To be honest, not a week goes by in our household when I don’t glance casually at my son and silently wonder whether or not he is still with us. When I don’t touch his skin to make sure it still bears the warmth of life. When I don’t sit still and wait, watching for the rise and fall of his chest to prove to me that he’s still breathing. It doesn’t happen every single day, but it is a regular occurrence, something that my wife and I even joke about from time to time. It’s a brutal reality indeed, that something so grossly unfathomable to most parents, can become such a commonplace thought that we’re able to joke about it. But it is part of our reality; I cannot deny it.


This awareness of mortality has absolutely no place in my relationship with my daughter. A mere cold for her, is just that, a cold. A fever is a fever, and a change in her behaviour is almost always simply growth, normal development, certainly nothing to worry about. My awareness of her mortality is the same as that of my own - an inevitability, and a fact of life, but something that will in all reasonable likelihood not occur for an extremely long time. It sits very much in the background, nowhere near the foreground. It affects nothing in our lives, and plays no role in any decisions we made. It has never once led us to tears, nor brought us to our knees, or kept us frozen awake at night. It breaks my heart to say that the same cannot be said for my son.


    3. The true difference

However, there is one part of my children’s existences that differs in absolutely no way at all; and that is the love that I feel for them, the value that I place on their well being and happiness, and the high quality of life that I am absolutely committed to providing for them. Both of my children’s lives are worth living. Both deserve the best medical care possible. And both are guaranteed to have the love and support of their parents for as long as they live.

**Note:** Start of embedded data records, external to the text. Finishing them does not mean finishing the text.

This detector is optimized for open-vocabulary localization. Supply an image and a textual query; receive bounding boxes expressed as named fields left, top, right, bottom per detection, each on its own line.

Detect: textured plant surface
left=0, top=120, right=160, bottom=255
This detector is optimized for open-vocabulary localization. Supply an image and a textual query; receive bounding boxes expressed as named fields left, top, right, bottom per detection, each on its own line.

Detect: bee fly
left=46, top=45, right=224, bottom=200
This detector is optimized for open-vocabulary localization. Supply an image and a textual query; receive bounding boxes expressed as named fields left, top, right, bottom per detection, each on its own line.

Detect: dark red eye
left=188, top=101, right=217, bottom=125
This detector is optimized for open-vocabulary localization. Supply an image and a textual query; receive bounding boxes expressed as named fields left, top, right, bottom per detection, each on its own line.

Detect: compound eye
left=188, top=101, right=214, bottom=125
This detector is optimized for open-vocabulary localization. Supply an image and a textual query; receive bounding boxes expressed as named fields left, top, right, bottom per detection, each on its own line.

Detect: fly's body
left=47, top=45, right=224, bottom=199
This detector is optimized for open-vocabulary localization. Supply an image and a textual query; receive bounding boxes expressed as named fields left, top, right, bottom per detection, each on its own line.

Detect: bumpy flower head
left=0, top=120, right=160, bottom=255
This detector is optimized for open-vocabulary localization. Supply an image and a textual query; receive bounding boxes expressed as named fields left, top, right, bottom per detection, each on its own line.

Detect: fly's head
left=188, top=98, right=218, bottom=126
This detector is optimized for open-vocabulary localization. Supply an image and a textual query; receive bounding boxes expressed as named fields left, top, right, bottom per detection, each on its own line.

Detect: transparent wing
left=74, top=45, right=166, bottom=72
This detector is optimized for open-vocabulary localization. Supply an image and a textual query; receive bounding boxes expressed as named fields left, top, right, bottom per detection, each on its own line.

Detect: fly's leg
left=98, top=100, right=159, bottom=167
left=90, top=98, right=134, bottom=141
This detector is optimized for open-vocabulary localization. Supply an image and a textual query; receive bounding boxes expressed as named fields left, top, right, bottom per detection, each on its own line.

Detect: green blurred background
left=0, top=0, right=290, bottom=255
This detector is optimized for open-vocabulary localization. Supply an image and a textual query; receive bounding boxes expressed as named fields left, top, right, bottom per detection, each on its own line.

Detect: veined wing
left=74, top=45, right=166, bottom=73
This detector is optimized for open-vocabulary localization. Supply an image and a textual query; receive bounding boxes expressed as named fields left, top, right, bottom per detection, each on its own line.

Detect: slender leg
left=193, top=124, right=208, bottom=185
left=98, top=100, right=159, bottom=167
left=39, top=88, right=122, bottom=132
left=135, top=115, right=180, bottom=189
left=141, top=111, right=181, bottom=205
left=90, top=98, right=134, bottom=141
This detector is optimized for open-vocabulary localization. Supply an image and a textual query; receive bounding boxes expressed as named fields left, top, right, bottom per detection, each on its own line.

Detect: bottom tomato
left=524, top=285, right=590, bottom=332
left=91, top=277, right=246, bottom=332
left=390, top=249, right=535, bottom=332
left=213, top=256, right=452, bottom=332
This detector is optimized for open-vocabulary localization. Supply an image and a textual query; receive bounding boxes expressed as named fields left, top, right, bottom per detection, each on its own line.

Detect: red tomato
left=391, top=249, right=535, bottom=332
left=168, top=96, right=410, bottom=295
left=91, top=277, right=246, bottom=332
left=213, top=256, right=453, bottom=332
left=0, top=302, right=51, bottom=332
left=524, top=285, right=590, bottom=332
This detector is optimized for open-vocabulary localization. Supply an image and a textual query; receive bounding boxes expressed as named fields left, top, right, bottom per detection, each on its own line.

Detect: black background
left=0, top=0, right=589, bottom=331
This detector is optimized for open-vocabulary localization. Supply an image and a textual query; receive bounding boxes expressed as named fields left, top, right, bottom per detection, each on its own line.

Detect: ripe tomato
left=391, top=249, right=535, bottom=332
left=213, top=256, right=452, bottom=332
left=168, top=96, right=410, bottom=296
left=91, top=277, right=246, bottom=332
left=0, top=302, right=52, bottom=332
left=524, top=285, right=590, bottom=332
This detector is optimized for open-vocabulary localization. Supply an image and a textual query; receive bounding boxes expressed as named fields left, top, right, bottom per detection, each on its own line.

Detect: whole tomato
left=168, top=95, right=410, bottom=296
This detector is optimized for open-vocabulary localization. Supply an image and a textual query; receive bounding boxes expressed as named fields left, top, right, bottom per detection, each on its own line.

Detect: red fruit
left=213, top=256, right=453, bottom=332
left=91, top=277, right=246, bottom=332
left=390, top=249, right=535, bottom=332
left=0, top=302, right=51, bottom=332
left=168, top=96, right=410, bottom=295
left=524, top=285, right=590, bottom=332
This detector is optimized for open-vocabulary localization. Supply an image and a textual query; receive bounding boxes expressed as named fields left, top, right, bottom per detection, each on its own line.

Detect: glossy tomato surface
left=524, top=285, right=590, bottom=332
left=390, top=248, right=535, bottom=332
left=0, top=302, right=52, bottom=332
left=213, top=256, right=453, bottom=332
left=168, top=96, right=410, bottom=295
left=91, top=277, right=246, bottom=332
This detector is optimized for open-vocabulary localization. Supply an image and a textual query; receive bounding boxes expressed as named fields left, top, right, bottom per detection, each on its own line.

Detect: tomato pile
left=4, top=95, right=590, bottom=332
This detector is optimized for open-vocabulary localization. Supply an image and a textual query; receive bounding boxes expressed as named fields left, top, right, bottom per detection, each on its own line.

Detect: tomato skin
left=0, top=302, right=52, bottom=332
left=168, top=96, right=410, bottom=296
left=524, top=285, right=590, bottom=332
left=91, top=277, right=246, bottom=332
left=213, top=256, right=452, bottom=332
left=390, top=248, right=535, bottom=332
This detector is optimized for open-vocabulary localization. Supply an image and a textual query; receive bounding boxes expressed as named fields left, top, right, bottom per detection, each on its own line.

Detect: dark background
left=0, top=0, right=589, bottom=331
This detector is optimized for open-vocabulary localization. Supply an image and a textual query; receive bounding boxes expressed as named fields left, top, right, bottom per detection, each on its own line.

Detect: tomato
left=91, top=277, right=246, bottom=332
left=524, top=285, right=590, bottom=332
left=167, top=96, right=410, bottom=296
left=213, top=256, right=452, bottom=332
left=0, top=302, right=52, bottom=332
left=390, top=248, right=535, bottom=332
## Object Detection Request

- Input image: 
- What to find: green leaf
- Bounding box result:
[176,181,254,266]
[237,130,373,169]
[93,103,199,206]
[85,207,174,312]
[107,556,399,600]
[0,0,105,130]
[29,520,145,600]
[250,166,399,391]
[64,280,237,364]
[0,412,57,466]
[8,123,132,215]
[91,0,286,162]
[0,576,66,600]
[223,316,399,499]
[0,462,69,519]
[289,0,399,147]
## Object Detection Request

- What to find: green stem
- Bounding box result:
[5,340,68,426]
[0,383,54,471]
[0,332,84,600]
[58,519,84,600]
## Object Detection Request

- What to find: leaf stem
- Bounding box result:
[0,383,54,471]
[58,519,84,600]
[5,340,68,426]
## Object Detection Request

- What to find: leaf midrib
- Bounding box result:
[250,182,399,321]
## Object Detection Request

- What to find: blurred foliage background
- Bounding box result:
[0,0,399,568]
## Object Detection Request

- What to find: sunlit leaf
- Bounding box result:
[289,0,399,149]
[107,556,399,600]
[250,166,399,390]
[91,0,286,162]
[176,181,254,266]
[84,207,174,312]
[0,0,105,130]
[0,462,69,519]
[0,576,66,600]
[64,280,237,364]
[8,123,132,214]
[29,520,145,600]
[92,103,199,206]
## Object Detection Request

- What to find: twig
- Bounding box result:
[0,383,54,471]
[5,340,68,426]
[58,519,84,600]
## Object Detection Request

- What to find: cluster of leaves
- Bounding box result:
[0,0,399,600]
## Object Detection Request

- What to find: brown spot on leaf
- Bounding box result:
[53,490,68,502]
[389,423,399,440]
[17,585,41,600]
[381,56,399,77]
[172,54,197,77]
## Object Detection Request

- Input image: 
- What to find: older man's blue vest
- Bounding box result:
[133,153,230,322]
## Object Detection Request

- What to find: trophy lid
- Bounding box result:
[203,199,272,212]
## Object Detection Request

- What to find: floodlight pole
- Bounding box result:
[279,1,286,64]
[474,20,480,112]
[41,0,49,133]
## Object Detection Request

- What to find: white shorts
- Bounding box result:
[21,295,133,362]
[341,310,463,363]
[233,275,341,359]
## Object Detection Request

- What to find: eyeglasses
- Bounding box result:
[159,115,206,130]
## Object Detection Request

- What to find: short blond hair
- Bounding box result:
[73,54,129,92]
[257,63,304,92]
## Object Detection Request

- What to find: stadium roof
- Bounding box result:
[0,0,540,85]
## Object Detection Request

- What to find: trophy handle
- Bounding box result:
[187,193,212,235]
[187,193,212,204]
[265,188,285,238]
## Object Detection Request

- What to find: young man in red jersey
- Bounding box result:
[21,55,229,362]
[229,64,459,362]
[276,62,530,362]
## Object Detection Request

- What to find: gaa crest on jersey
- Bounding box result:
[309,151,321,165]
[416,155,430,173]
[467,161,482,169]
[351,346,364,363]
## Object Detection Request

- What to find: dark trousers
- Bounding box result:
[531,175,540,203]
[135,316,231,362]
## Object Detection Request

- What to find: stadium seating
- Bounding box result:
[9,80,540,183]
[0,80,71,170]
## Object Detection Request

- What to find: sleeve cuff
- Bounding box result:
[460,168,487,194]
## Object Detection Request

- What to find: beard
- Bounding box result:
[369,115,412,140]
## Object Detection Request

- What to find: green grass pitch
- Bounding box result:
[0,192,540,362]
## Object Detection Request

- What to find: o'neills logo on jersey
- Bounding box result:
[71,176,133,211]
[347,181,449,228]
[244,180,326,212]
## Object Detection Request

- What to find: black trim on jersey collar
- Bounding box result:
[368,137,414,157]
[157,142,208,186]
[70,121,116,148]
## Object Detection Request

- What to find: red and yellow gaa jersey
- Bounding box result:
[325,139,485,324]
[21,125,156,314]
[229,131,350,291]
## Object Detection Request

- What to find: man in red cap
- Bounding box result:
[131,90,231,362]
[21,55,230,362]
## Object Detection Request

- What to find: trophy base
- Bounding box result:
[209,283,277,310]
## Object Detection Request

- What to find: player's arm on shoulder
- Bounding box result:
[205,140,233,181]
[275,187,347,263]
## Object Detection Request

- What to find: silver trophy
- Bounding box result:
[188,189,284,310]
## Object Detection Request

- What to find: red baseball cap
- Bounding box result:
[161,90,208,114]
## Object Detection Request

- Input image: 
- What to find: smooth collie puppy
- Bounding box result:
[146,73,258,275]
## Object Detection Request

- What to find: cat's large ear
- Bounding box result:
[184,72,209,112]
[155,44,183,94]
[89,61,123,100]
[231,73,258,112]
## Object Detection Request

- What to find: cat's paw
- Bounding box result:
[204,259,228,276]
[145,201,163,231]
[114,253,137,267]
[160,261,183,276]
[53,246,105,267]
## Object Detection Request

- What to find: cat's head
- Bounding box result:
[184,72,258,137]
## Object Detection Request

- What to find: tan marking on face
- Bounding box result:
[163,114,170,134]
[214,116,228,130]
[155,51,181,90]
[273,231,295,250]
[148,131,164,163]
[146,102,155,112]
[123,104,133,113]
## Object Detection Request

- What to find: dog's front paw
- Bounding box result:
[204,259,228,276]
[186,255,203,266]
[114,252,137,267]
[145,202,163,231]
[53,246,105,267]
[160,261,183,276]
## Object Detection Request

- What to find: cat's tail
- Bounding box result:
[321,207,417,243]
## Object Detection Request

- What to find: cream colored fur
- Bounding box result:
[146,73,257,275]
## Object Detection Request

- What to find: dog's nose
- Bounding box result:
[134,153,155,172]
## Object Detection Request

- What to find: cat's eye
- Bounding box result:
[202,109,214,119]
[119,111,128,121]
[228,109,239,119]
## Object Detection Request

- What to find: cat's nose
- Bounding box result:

The differences arise in their physical and mental capabilities. They arise in the ways in which their parents care for them and interact with them. The fears and concerns their parents have for them. The parts of their future that hold promise, and the parts that decidedly do not.


But they are equally precious. Equally treasured. And equally loved.


And that, to me, is the true difference between my children; absolutely nothing at all.